This post quite compactly gazes back at the week from Monday May 4 to Sunday May 10.
It starts with a short summary of my work week, followed by a story which you will hopefully enjoy.
How was your week honey?
I hacked on and fixed iPad microphone support in our direct-to-patient TeleMedicine app.
If you are a programmer, or you have programmers in your life, you’ll hopefully understand the absolute catnip of technical rabbit holes that suck you in for hours on end, only to eject you on a beautiful but extremely short-lived dopamine deluge of discovery.
We integrated markdeep into the performance tracking component of one of our medical image processing pipelines.
Having a format, namely .md.html, which is this easy to generate programmatically from some computational pipeline, yet results in such attractive output documents is a great boon.
GOU #1 reveals her plans and makes us think (more)
GOU #1 turned another year older.
At the dinner table on the big day, we were having a conversation about further education in general and about postgraduate studies and PhDs in particular.
(She is now in high school, so these conversations are happening more often.)
I said that she will have to get a PhD in Physics or Math, but that I would probably be able to make peace with a PhD in Engineering also.
She asked us how the PhD works, and so we explained the background as well as we could.
We spent quite some time on the observation that the most important part of a successful PhD is just never giving up.
Although never giving up is a chronic aspect, many PhD-veterans will tell you that this adventure often includes a fairly acute existential crisis, mostly at about the halfway mark.
This is when the candidate asks pertinent questions like:
- Why, oh why did I ever think this was a good idea?

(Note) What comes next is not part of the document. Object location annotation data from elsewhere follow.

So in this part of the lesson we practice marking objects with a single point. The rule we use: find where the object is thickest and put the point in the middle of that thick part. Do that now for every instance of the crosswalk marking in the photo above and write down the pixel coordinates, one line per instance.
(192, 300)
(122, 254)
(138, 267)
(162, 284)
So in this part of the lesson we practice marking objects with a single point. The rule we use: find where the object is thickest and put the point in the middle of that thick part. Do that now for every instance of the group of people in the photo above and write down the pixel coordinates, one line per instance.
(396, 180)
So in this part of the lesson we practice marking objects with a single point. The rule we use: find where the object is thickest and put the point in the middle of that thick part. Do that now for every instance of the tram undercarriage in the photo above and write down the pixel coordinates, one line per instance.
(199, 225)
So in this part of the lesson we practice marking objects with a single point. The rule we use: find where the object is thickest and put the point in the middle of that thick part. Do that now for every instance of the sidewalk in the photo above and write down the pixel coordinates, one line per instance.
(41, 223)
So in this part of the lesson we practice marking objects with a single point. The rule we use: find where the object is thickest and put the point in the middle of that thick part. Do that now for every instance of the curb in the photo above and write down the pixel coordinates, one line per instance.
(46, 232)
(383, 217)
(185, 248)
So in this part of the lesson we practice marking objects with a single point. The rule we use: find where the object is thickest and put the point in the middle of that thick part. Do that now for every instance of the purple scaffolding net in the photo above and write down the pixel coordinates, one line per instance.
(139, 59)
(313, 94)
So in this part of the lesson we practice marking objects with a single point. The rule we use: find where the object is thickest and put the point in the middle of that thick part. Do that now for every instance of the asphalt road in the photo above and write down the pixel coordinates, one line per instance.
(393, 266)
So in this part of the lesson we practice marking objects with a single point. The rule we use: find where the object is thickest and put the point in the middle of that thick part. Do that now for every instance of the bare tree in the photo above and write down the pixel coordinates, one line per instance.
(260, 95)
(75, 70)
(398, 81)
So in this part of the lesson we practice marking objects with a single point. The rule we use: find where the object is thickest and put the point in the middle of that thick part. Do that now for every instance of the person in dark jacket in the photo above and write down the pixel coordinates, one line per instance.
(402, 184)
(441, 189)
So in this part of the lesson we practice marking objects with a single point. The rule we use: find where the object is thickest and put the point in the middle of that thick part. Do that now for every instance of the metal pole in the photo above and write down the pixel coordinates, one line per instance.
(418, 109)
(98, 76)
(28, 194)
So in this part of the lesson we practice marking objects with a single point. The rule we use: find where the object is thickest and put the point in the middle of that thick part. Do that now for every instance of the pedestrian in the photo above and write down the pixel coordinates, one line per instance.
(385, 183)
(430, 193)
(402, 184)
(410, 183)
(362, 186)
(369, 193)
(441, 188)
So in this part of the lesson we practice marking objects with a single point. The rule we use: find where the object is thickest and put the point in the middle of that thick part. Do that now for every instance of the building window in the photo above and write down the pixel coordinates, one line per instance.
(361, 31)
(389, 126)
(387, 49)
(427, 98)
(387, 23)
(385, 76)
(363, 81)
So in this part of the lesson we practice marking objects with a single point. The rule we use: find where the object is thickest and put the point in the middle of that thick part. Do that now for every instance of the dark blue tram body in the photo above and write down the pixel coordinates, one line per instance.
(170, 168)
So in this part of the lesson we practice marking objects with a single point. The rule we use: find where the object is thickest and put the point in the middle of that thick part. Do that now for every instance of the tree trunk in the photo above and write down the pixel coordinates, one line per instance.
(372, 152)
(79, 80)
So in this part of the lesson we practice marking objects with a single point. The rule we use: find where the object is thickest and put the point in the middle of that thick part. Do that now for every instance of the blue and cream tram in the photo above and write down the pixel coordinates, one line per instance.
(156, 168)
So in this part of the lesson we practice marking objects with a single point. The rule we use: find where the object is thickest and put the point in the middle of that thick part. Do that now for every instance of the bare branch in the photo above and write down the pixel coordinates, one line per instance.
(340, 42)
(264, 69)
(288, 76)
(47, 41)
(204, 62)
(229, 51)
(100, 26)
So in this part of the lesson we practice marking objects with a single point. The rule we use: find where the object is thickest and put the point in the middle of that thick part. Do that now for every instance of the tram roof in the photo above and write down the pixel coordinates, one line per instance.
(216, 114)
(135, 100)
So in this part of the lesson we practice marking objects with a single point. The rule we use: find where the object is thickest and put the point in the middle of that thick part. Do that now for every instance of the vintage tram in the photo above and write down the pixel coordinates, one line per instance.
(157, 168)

- Is this work really worth anything?
- Does anyone really care about this?
- I wonder what the non-academic job market is like at this moment?!
Fortunately in many cases, the candidate gets through this process and emerges from the other side of the ordeal ever so slightly stronger and wiser.
(For those of you who have been paying attention, this crisis is like the super deluxe version of the 5-stage Creative Process.)
Talking more about the mechanics, GOU #1 asked how long a PhD thesis usually is.
Off the top of my head I said: “Around 50 thousand words, but there is of course huge variation”.
At that point she got out her phone (well, it’s actually never not out) and made a quick calculation, after which she quipped: “Well, that’s straight-forward then. I’ll spend one year planning, then I’ll spend the year after that writing only 136 words per day, and the year after that revising everything to make it perfect.”
This was a simply lovely and humorous conversation to have at that moment, but what a great point she made: If you can manage to write 136 words per day for a year, you’ll have 50000 words.
The slightly modified 136 word plan
136 words is really not that much if you look at it in isolation. The text above, from right after “I digress…” until right before the heading above, is exactly 136 words (if Emacs can be trusted).
To me the compounding nature of this act of writing such a paltry number of words every day, but simply keeping at it for months and years, is quite amazing.
So, thanks to my daughter’s inspiration, I added a daily item to my habit tracker that says Write 100 words towards publication.
I hope she won’t mind that I changed the limit to 100, simply because I would like to increase my chances of being consistent and maintaining those streaks.
I have added the explicit qualifier that the 100 words I write should be towards publication: This means that my intention should be for them to end up either in a blog post, or perhaps a future book project, or any other form of publication that is intended for public consumption.
Wish me luck folks! Even better, why not join me on this journey?!
Thank you friends for meeting me here.
I wish you all health and kindness and contentment.